Food Safety Education Makes The Difference: Food Safety Perceptions, Knowledge, Attitudes And Practices Among Turkish University Students
Published 2010 · Medicine
This study evaluated the influence of food safety education on the food safety perceptions, knowledge, attitudes, and practices among Turkish university students. Structured questionnaires were applied to 275 students majoring in “health or food” and 570 students majoring in “non-health or non-food” on a face-to-face basis. Food has positive connotations since associated primarily with taste and hunger in both groups. Freshness of the food product was the most important factor for the “health or food major” group, which was stated as quality for the “non-health or non-food major” group, when shopping for food (p < 0.05). Food poisoning was the main risk associated with foods in the “health or food major” group whereas fats was the most popular choice for the same question in the other group (p < 0.05).
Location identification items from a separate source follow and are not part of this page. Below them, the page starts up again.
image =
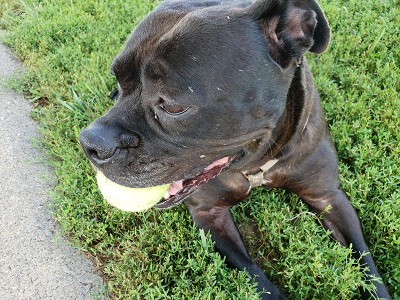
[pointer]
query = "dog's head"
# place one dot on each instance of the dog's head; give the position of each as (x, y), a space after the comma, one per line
(202, 87)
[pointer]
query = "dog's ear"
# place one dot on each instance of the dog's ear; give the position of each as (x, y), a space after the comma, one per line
(291, 28)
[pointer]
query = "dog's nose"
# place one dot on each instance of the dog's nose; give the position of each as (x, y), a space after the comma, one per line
(101, 143)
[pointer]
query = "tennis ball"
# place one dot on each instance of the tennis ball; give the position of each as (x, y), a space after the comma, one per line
(127, 198)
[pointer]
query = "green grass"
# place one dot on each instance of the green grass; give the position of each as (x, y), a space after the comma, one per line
(67, 47)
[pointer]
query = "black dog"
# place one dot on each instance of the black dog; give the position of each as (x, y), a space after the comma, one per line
(217, 97)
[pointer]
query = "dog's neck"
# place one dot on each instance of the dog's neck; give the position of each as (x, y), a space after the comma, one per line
(292, 123)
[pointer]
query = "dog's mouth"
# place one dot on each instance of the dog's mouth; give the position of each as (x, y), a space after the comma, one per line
(179, 190)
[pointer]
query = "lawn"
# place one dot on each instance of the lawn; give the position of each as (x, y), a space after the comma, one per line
(67, 47)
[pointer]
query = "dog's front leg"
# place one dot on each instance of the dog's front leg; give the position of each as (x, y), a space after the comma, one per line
(317, 182)
(210, 211)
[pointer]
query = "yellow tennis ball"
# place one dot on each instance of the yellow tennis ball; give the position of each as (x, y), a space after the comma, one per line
(127, 198)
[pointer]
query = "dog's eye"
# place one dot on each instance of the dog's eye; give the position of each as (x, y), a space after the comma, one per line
(173, 108)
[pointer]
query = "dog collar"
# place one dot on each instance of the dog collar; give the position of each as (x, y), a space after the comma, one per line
(258, 178)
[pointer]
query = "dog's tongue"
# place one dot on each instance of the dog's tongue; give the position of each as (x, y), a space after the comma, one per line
(177, 186)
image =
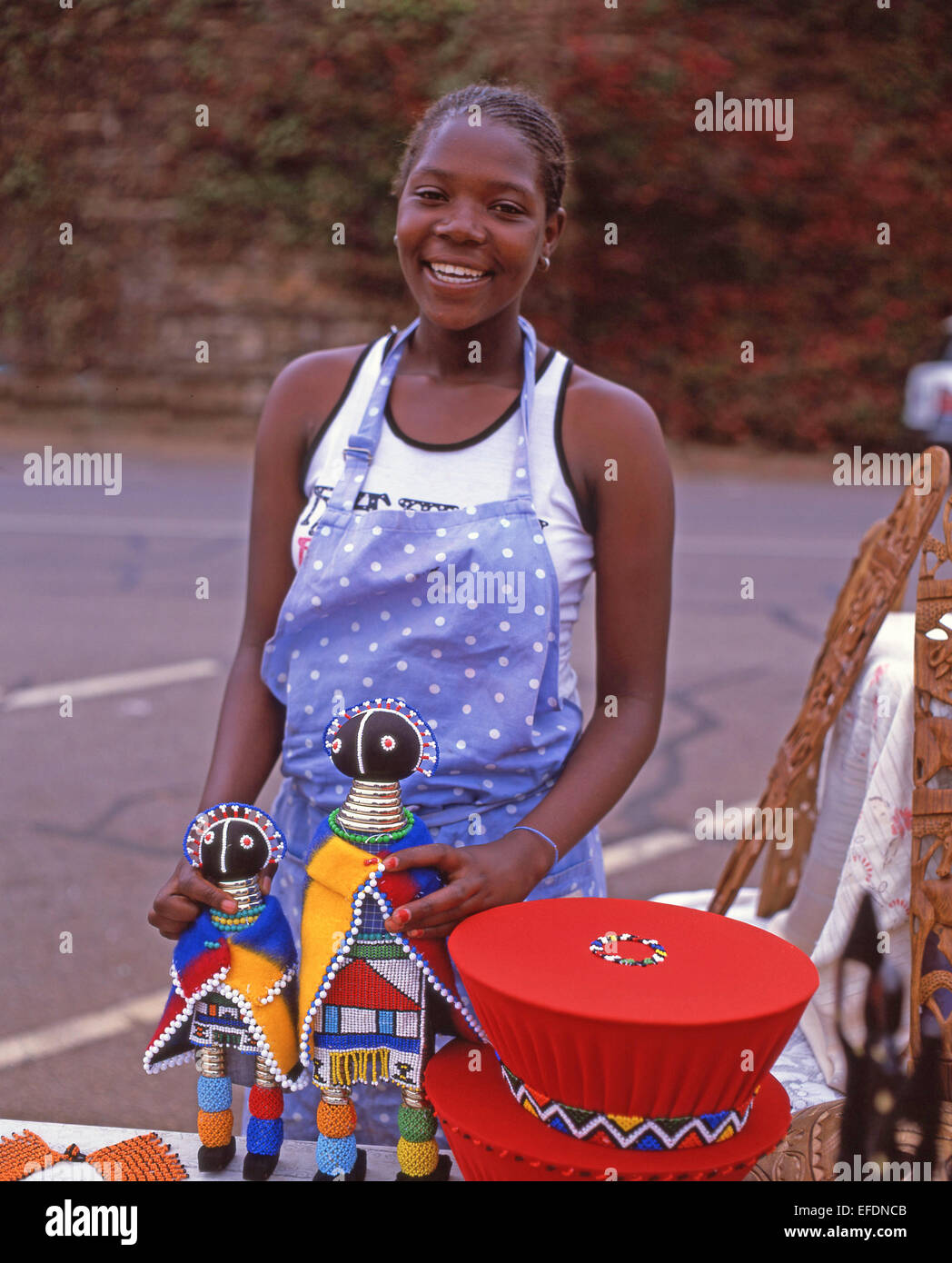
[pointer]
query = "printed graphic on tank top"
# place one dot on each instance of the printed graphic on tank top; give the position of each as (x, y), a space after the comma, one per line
(369, 615)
Positive influence of food safety education was clear from the results since a significant difference existed between the mean scores of knowledge, attitudes, and practices according to major discipline (p < 0.05). However, persistent food safety attitudes and practices showed little improvement with education. Although a significant difference existed between the disciplines, students in both groups did not have knowledge on the risk of raw white cheese consumption (p < 0.0001). High number of students shared their bowls with other people, consumed raw eggs and raw meat, and ate cooked foods left at room temperature more than 6 h if covered. Scientists and doctors were more trusted sources of information about serious food risks (p < 0.05). Trust in governmental agencies was significantly less in both groups.